Sabrina Batista não queria que esse assunto transbordasse para o seu ambiente de trabalho.
Isso prejudicaria sua reputação e causaria danos à sua carreira futura.
— Pedir demissão é uma coisa, mas ser demitida é humilhante, ainda mais quando somos inocentes.
Oceana Reis piscou para Sabrina Batista.
— Eu te apoio totalmente, conte comigo.
Sabrina Batista assentiu e olhou para o andar de cima.
— Recebeu alta hoje mesmo? Tem certeza de que está tudo bem?
— A febre já passou. Fernando Moraes disse que é só observar em casa.
Em poucos dias, Oceana Reis sentia-se esgotada, invadida por uma sensação de impotência.
Embora não precisasse trabalhar, ver o filho doente a deixava ansiosa e estressada, cansando-a mais do que qualquer emprego.
— Então descanse. Eu vou indo nessa.
Sabrina Batista mal havia estacionado o carro quando foi chamada por ela para comer alguma coisa.
Ela tinha saído da festa sem sequer provar o bolo de aniversário e estava faminta.
Ao sair da Família Reis, lembrou-se de algo e enviou uma mensagem para Ricardo Carneiro, pedindo que ele viesse para trocar o curativo.
Mal ela entrou em casa, Ricardo Carneiro chegou.
— Eu te disse para me ligar quando fosse para trocar o curativo, mas você insiste em mandar mensagem.

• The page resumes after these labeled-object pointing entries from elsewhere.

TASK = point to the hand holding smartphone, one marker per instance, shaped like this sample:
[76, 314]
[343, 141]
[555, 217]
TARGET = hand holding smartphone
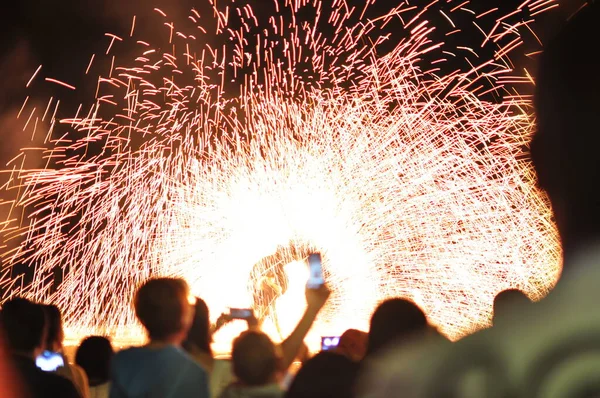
[329, 343]
[315, 278]
[50, 361]
[241, 313]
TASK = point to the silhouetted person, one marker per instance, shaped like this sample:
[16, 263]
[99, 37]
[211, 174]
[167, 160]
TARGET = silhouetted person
[326, 375]
[198, 345]
[256, 365]
[54, 342]
[94, 356]
[24, 327]
[394, 320]
[550, 348]
[161, 368]
[353, 345]
[508, 301]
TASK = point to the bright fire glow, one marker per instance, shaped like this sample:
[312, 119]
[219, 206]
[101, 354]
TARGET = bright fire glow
[200, 157]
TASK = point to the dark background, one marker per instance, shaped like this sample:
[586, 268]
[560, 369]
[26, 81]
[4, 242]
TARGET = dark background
[61, 35]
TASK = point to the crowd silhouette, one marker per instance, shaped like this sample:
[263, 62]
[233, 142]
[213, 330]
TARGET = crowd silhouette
[549, 348]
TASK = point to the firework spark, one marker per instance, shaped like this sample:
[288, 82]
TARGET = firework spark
[200, 159]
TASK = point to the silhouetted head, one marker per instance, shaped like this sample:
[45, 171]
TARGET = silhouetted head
[327, 375]
[163, 308]
[23, 323]
[94, 355]
[199, 336]
[353, 344]
[509, 300]
[255, 359]
[394, 320]
[565, 147]
[55, 334]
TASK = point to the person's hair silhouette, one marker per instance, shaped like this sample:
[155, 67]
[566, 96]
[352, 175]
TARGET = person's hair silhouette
[565, 149]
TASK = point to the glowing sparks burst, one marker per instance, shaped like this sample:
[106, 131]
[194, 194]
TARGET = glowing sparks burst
[407, 179]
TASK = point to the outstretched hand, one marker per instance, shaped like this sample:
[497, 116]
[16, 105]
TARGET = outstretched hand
[222, 320]
[316, 298]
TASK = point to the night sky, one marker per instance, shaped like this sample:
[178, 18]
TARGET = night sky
[61, 35]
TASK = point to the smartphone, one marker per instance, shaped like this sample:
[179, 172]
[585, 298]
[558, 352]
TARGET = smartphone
[241, 313]
[315, 278]
[329, 343]
[50, 361]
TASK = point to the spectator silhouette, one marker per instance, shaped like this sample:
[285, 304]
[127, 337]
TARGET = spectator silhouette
[161, 368]
[353, 345]
[94, 356]
[326, 375]
[395, 319]
[24, 327]
[551, 348]
[256, 365]
[54, 343]
[198, 345]
[508, 301]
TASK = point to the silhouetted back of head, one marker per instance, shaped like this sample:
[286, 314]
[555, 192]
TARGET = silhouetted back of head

Sorte que eu coloquei o despertador e acordei antes, senão teria perdido seu recado.
Ricardo Carneiro resmungava, pois sabia muito bem que Sabrina Batista fazia aquilo de propósito.

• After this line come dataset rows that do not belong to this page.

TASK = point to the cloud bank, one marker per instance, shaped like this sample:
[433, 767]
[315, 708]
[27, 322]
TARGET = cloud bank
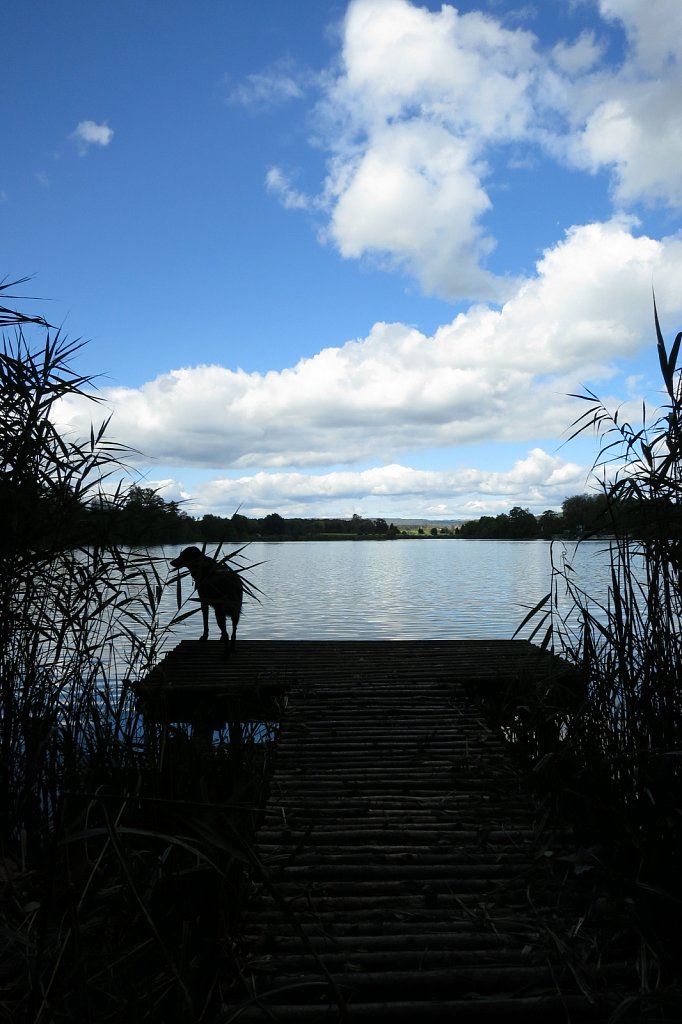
[416, 117]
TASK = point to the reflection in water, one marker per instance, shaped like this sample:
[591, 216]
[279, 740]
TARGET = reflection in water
[431, 589]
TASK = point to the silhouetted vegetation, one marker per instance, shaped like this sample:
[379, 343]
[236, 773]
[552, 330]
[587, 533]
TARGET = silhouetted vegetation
[610, 758]
[123, 845]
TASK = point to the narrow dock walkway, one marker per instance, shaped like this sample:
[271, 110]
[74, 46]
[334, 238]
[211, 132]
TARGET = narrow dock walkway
[406, 880]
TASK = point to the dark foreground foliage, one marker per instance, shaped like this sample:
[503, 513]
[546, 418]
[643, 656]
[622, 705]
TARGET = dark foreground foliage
[124, 847]
[604, 744]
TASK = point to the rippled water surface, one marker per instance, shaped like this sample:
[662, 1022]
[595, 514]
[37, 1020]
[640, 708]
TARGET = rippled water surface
[430, 589]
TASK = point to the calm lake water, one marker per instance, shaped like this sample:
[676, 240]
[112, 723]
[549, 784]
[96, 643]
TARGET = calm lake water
[431, 589]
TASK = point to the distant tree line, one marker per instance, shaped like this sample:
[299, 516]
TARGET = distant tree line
[582, 515]
[144, 517]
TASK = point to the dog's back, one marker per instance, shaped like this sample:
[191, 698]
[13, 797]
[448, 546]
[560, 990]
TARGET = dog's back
[217, 586]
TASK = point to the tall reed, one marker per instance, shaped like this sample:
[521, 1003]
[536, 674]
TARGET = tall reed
[619, 766]
[123, 845]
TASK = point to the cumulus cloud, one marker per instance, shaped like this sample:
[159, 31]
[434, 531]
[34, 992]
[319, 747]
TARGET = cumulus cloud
[278, 182]
[89, 133]
[279, 84]
[491, 375]
[539, 479]
[422, 103]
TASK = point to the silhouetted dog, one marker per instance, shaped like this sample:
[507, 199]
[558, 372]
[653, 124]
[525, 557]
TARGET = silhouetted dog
[217, 586]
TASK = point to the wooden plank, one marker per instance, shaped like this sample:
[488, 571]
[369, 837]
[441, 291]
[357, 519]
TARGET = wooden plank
[399, 847]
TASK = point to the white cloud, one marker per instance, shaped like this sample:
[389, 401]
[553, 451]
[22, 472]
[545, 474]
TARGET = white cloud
[539, 479]
[89, 133]
[492, 375]
[629, 119]
[279, 84]
[419, 96]
[423, 102]
[280, 184]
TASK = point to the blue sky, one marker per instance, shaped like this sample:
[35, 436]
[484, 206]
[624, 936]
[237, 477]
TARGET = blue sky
[339, 258]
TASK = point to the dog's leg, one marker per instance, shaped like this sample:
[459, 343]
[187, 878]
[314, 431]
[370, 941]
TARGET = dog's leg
[204, 635]
[221, 620]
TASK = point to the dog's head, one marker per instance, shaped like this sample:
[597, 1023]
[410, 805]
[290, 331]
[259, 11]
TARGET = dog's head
[187, 559]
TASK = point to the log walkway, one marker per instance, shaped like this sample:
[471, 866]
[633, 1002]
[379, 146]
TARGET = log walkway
[405, 878]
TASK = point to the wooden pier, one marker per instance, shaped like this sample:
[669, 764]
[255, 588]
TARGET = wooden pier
[403, 873]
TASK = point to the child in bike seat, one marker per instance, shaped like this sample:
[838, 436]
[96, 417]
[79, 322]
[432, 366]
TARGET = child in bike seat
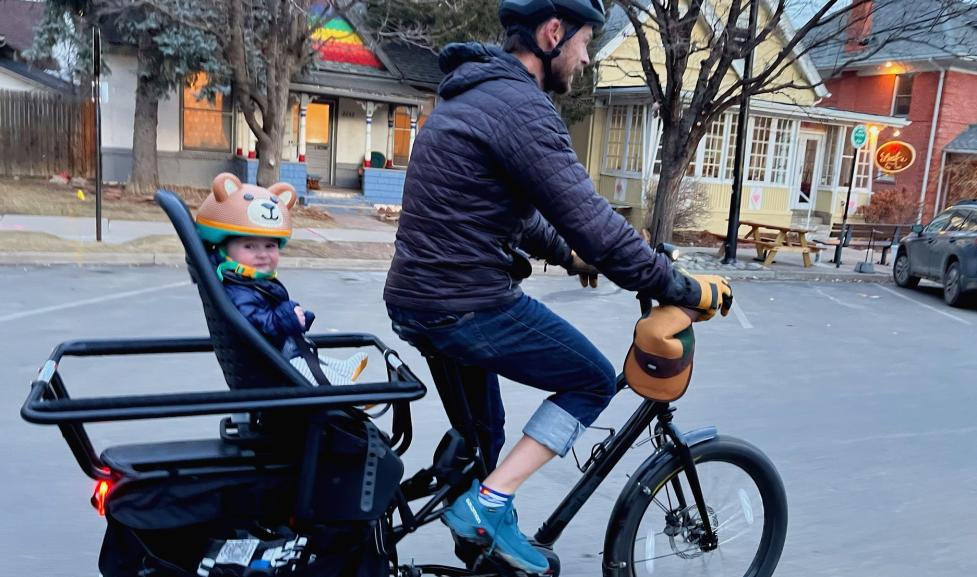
[246, 226]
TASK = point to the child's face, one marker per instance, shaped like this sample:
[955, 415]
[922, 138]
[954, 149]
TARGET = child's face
[256, 252]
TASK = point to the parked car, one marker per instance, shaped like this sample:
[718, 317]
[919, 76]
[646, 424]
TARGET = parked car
[944, 251]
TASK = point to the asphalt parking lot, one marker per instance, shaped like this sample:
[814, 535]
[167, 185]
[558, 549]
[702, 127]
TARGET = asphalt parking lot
[862, 395]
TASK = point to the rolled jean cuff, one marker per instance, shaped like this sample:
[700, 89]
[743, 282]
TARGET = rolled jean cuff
[554, 428]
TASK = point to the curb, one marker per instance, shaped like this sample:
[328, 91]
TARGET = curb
[311, 263]
[173, 259]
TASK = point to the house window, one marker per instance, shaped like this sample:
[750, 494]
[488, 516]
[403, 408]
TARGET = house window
[318, 127]
[712, 154]
[759, 148]
[830, 150]
[402, 134]
[623, 151]
[780, 154]
[903, 96]
[206, 124]
[731, 145]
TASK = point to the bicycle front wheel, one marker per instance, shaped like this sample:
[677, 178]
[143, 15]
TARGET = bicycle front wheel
[661, 529]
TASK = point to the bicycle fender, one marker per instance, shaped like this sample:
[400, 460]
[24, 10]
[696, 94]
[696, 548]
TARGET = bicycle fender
[664, 458]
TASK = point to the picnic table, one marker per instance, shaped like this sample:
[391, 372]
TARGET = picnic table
[768, 239]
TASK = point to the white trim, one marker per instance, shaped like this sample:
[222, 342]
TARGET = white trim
[929, 150]
[798, 169]
[813, 113]
[805, 62]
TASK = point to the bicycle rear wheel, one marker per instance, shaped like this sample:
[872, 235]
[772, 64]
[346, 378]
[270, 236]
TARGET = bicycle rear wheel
[657, 532]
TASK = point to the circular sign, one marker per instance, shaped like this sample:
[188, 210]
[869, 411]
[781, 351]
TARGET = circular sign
[859, 136]
[895, 156]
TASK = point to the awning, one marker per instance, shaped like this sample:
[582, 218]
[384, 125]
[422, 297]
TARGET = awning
[965, 143]
[375, 89]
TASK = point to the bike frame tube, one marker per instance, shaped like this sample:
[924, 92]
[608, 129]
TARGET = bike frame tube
[553, 527]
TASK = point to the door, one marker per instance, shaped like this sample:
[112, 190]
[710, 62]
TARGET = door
[957, 230]
[318, 140]
[922, 247]
[807, 171]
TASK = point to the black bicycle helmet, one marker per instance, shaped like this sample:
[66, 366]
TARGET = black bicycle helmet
[533, 12]
[522, 17]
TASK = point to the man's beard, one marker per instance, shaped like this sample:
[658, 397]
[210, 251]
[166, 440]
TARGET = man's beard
[558, 83]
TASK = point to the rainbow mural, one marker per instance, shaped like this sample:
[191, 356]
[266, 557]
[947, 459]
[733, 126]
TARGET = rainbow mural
[337, 41]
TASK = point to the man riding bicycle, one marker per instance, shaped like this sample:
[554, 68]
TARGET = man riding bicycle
[493, 177]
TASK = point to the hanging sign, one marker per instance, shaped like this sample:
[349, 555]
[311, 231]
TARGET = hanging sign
[859, 136]
[895, 156]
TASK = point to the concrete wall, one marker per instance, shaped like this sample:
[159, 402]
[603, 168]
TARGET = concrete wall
[119, 108]
[10, 81]
[182, 168]
[382, 186]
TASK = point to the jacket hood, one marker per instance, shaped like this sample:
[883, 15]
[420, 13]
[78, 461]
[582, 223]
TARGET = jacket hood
[469, 64]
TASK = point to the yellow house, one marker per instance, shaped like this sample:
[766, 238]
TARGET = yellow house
[798, 155]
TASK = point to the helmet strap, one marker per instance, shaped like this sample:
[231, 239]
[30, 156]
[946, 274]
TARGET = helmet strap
[529, 37]
[242, 270]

— Ficar um dia sem remédio não mata ninguém.
Sabrina Batista não escondia sua relutância em cuidar dele.
— Amanhã tenho um compromisso cedo e preciso sair, então vou aplicar o remédio agora para não te incomodar mais tarde.
Ricardo Carneiro sentou-se com dificuldade.
— Nem me fale, hoje sinto que estou me movendo com mais dificuldade.
O ferimento era no joelho, com a formação da crosta, a pele ao redor estava repuxando.
Dobrar a perna era complicado, o que naturalmente afetava sua mobilidade.